O filme deixa de lado a decadência do grupo, algo impróprio nos Gallagher, sempre cáusticos, mas honestos sobre seus erros

Essa data, 17 de agosto de 1995, é o início do barroquismo no qual entrou o britpop no momento em que foi endeusado e batizado como Cool Britannia: já não eram bandas indies – Pulp, Elastica e Supergrass acompanhavam as duas anteriores no sucesso midiático e de vendas –, mas enormes montanhas de dinheiro e fama em, é bom lembrar, uma era do pop antes da Internet que ainda facilitava o sucesso sem queimar suas estrelas por um single ruim. É nesse contexto que é possível entender como o Oasis, após dois álbuns excelentes, Definitely Maybe e What’s the Story? Morning Glory lança Be Here Now, que foi tachado pelos próprios integrantes como “um elefante imóvel”. O documentário deixa de lado a decadência da banda, algo impróprio nos irmãos Gallagher, sempre cáusticos, mas honestos em relação aos seus próprios erros.

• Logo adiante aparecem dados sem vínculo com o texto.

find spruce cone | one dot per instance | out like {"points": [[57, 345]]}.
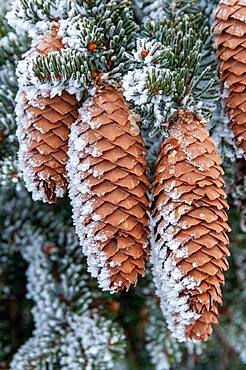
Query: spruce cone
{"points": [[43, 134], [230, 31], [189, 228], [108, 190]]}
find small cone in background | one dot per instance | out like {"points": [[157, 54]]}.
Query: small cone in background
{"points": [[189, 228], [44, 135], [230, 39], [108, 190]]}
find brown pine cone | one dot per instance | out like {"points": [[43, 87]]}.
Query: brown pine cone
{"points": [[230, 39], [189, 228], [43, 134], [108, 190]]}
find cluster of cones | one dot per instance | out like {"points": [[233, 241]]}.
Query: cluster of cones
{"points": [[103, 165]]}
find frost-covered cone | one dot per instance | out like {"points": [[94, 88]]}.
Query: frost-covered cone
{"points": [[230, 38], [108, 190], [189, 228], [43, 128]]}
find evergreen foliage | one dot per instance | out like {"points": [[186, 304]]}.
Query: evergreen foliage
{"points": [[161, 53]]}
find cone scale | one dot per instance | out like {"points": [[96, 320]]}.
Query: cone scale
{"points": [[189, 228], [230, 39], [43, 130], [108, 190]]}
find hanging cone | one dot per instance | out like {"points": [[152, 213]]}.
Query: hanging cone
{"points": [[43, 127], [189, 228], [108, 190], [230, 39]]}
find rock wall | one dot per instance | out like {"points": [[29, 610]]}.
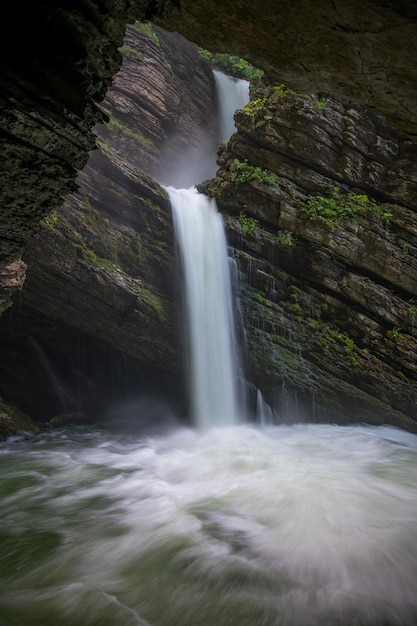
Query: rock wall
{"points": [[67, 56], [321, 205], [97, 318]]}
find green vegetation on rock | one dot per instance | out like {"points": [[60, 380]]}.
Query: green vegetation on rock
{"points": [[242, 172], [338, 206], [233, 66], [249, 224]]}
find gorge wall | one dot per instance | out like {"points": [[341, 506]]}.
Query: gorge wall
{"points": [[348, 307]]}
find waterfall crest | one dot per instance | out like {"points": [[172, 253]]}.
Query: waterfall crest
{"points": [[208, 308], [232, 94], [207, 287]]}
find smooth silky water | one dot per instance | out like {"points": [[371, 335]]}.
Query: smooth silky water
{"points": [[224, 524], [240, 526]]}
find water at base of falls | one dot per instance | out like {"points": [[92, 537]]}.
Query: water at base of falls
{"points": [[291, 526]]}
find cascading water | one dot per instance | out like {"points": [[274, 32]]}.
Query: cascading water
{"points": [[200, 234], [232, 94], [302, 525], [208, 307]]}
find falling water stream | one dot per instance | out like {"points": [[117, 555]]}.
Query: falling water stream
{"points": [[224, 524]]}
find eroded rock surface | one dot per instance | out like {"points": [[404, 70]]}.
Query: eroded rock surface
{"points": [[330, 299]]}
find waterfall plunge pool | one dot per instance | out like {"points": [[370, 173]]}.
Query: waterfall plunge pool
{"points": [[284, 525]]}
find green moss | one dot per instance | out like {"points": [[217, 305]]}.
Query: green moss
{"points": [[249, 224], [132, 52], [242, 172], [333, 340], [51, 221], [286, 239], [283, 92], [338, 206], [234, 66], [156, 303], [256, 109], [147, 29]]}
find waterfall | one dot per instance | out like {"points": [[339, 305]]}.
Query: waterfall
{"points": [[207, 287], [208, 308], [232, 94]]}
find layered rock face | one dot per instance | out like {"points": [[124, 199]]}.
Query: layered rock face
{"points": [[97, 317], [321, 199], [351, 299]]}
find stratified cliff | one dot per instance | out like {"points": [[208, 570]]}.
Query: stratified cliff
{"points": [[100, 293], [355, 275], [321, 199]]}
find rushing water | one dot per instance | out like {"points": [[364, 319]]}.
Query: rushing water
{"points": [[304, 525], [213, 367], [291, 526], [232, 94]]}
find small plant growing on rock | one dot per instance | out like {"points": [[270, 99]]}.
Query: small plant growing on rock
{"points": [[242, 172], [337, 206], [286, 238], [249, 224], [282, 91]]}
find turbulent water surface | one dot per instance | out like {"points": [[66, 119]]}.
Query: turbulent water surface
{"points": [[300, 525]]}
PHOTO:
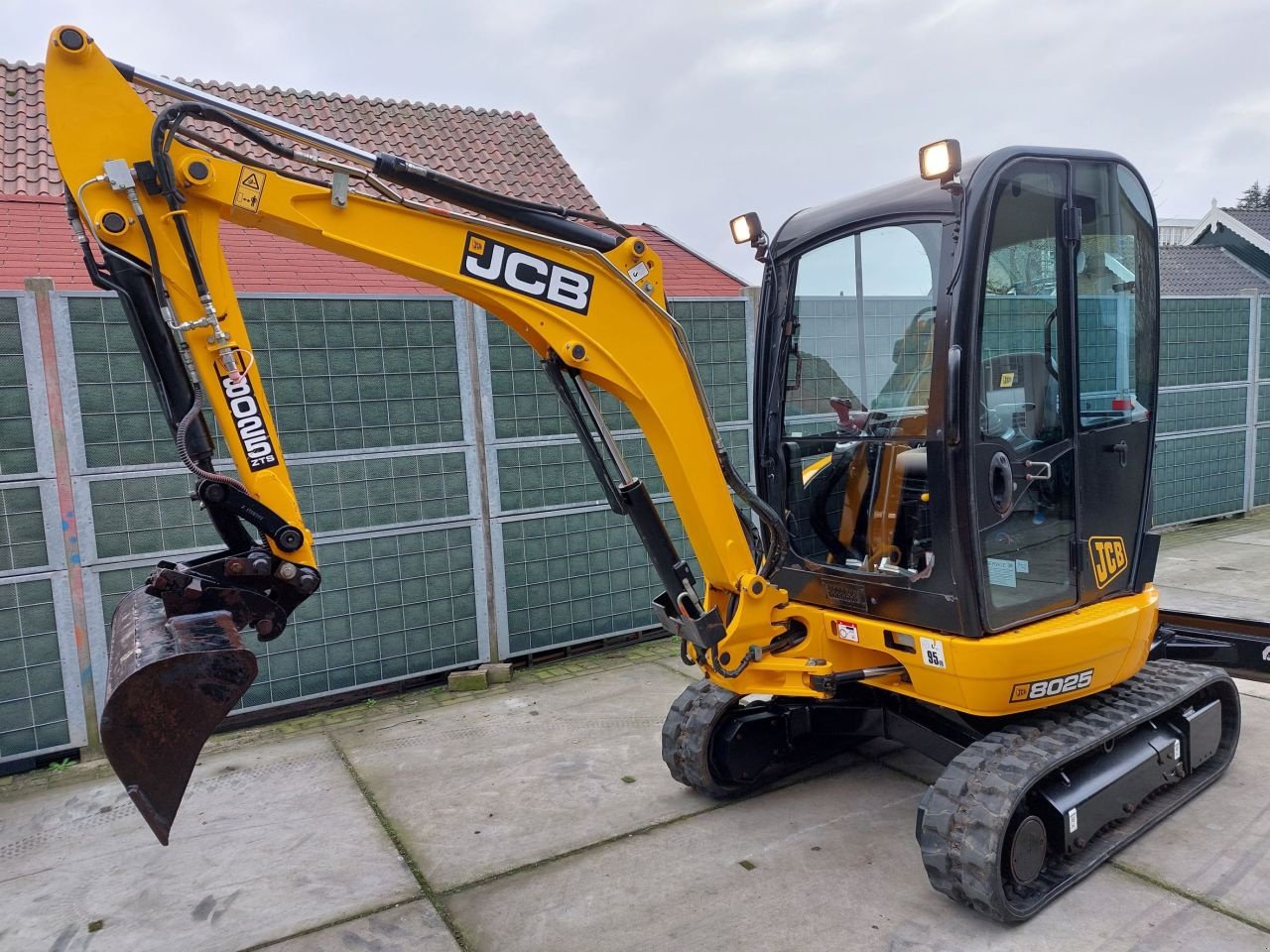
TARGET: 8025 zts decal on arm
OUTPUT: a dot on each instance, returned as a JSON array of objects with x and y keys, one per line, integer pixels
[
  {"x": 1062, "y": 684},
  {"x": 506, "y": 267},
  {"x": 254, "y": 435}
]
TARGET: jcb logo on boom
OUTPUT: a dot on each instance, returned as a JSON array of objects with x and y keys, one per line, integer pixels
[
  {"x": 254, "y": 435},
  {"x": 1109, "y": 557},
  {"x": 495, "y": 263}
]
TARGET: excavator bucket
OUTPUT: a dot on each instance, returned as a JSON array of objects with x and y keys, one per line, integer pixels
[{"x": 169, "y": 683}]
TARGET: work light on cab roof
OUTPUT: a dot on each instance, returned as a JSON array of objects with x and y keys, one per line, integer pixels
[
  {"x": 747, "y": 229},
  {"x": 940, "y": 160}
]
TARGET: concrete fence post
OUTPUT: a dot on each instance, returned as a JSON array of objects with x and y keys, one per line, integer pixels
[
  {"x": 42, "y": 293},
  {"x": 1250, "y": 457}
]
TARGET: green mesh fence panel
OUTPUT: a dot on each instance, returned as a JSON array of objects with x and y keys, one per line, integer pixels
[
  {"x": 1203, "y": 340},
  {"x": 338, "y": 373},
  {"x": 1198, "y": 476},
  {"x": 1183, "y": 411},
  {"x": 358, "y": 375},
  {"x": 22, "y": 530},
  {"x": 572, "y": 576},
  {"x": 833, "y": 363},
  {"x": 716, "y": 338},
  {"x": 381, "y": 490},
  {"x": 121, "y": 416},
  {"x": 1264, "y": 366},
  {"x": 389, "y": 607},
  {"x": 141, "y": 515},
  {"x": 17, "y": 439},
  {"x": 1014, "y": 325},
  {"x": 525, "y": 405},
  {"x": 32, "y": 701},
  {"x": 558, "y": 474},
  {"x": 149, "y": 515},
  {"x": 1097, "y": 339},
  {"x": 1261, "y": 485}
]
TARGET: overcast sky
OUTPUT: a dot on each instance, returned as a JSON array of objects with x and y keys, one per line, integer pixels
[{"x": 686, "y": 112}]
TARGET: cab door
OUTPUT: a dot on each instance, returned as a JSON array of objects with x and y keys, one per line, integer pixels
[
  {"x": 1116, "y": 363},
  {"x": 1024, "y": 467}
]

Supersonic brilha quando deixa claro por que o Oasis foi a melhor banda do mundo entre 1994 e 1996: as canções fogem do controle até mesmo de seus criadores. “O Oasis era o público”, explica Liam Gallagher diante de imagens de 100.000 pessoas cantando Wonderwall e Live Forever. A épica do antagonismo de ser jovem e não acreditar no amanhã conectou de uma maneira irreparável com toda uma geração. Os criadores do documentário consideram que não é preciso mais nada. Não é pouco.